The pressure on his rule increased during 2007 following his decision to suspend the Chief Justice, Iftikhar Muhammad Chaudhry, accusing him of corruption.

A huge protest by the country’s lawyers saw the Supreme Court eventually reinstate the chief justice and dismiss all allegations of misconduct.

President Musharraf

Getty Images

In July 2007, the army laid siege to the Red Mosque in Islamabad, whose religious leaders and students had regularly condemned Musharraf’s pro-Western policy.

Armed students battled with soldiers for days, before the building was raided in a military operation in which more than 100 people were killed.

In November that year, Musharraf made what would turn out to be a fateful decision – he imposed a state of emergency.

His attempt to suspend the constitution and replace Chief Justice Iftikhar Chaudhry came a month after a disputed election that had seen him returned as president. But imposing emergency rule also set him at odds with both the opposition and some of his key international partners – and his popularity sank.

Fall from power

But it was the shocking assassination of another former prime minister, Benazir Bhutto, by a suicide bomber in December 2007, that did more than anything else to undermine Musharraf’s claims that Pakistan’s future was secure in his hands.

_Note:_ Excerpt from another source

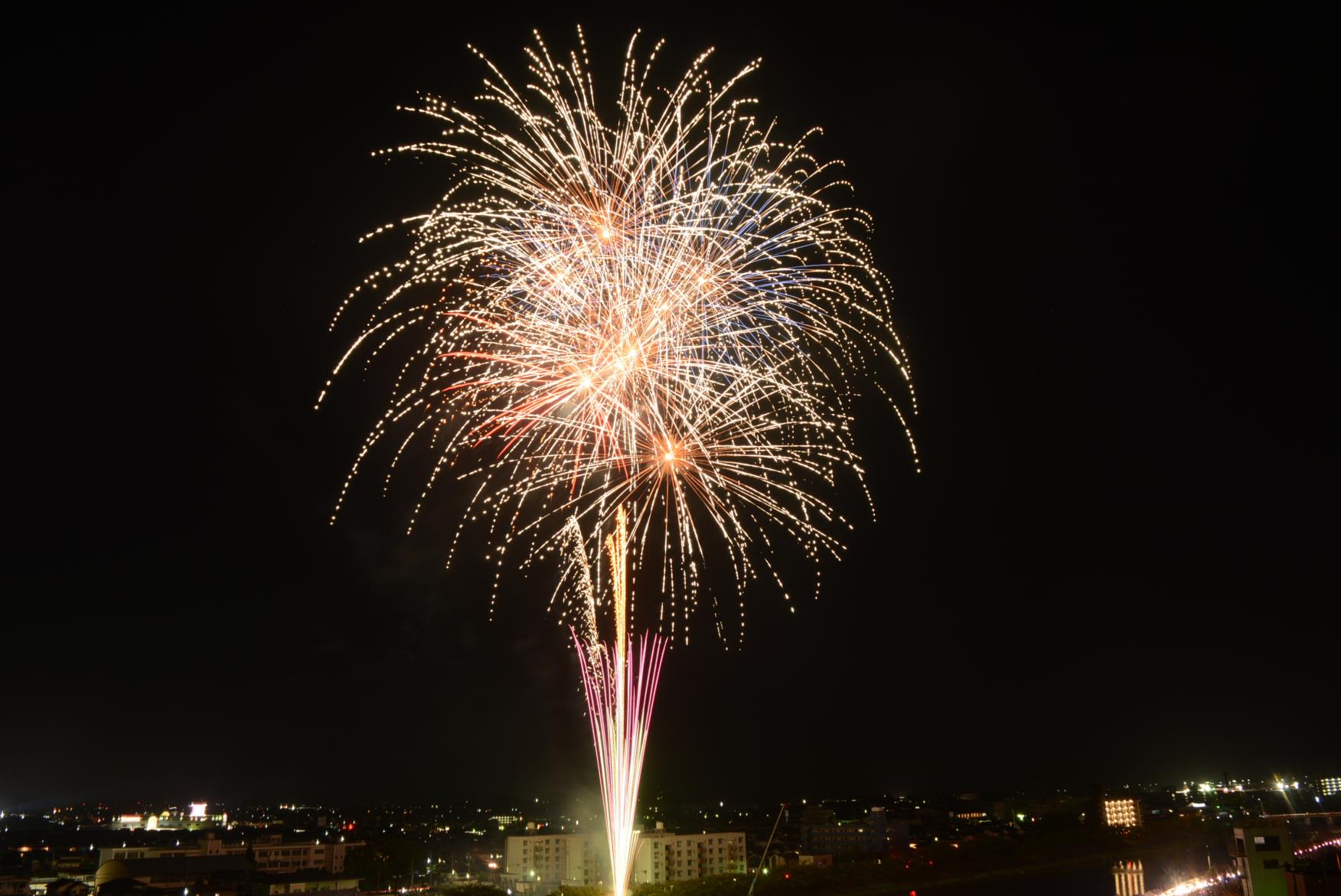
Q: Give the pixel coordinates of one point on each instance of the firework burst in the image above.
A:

Following elections in early 2008, Bhutto’s resurgent Pakistan People’s Party swept to power at the head of a governing coalition that included the party of Nawaz Sharif, whom Musharraf had deposed in 1999. They began moves to force the president to resign and to begin a process of impeachment.

On 18 August 2008, Musharraf announced his resignation in a long speech, during which he defended the decisions he had taken.

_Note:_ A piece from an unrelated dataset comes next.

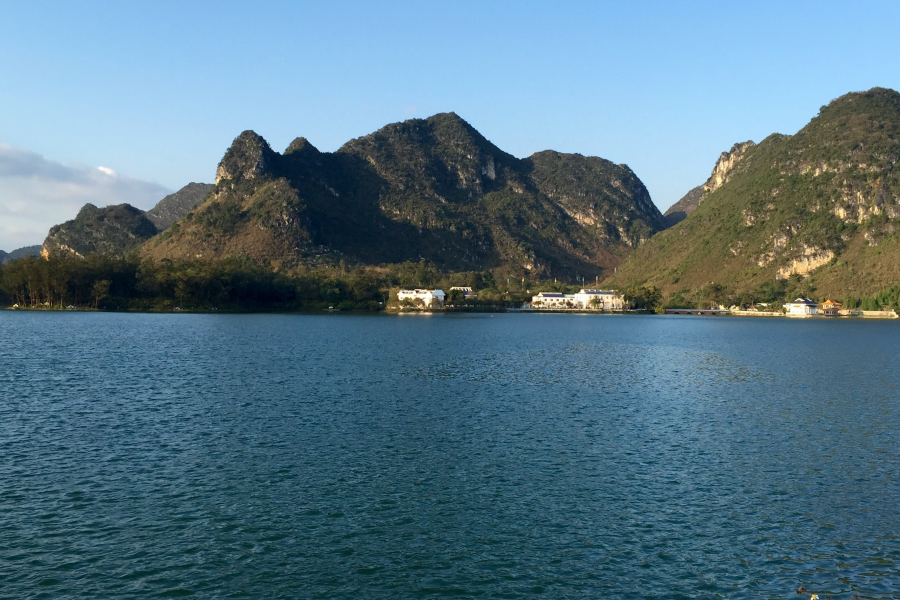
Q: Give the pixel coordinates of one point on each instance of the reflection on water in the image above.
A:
(473, 456)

Activists of former Pakistani premier Nawaz Sharif's party, the Pakistan Muslim League-Nawaz, beat a poster of former Pakistani president Pervez Musharraf during a protest in Lahore on November 3, 2008

AFP

He retired to what seemed to be a quiet life in London and Dubai, but made no secret of his wish to return.

The former general eventually travelled to Pakistan in March 2013 to take part in elections, but was barred from standing by the government of Nawaz Sharif, then back in power as prime minister, and his All Pakistan Muslim League (APML) performed badly.

Musharraf then became quickly embroiled in a slew of investigations, including one for treason relating to his imposition of the 2007 state of emergency.

The accusations led to years of legal wrangling in the country’s highest courts.

In 2016, after a travel ban had been lifted for medical reasons, Musharraf left the country again.

It took more than three years for the judges in the treason case to hand down their shock ruling: Musharraf was guilty and was sentenced to death.

Supporters of the All Pakistan Muslim League (APML), the party of former military ruler Pervez Musharraf, shout slogans take part in a protest

AFP

But with Musharraf in self-imposed exile in Dubai, there was little chance of such a sentence ever being carried out.

In a video statement from a hospital bed, he said he was too sick to travel to Pakistan.

Then in another twist, a month after the sentence was delivered, the entire process was declared unconstitutional by Lahore’s high court.

It threw doubt on the legitimacy of the verdict, but it wasn’t clear if it automatically nullified his death sentence.

After Musharraf’s family announced in June 2022 that his organs were malfunctioning, there were calls for him to be allowed to return to die in peace at home in Pakistan. The army made clear it would support the family if that was what they wanted.

But many others called for the former military chief to be arrested on return and insisted he be made to answer for his crimes.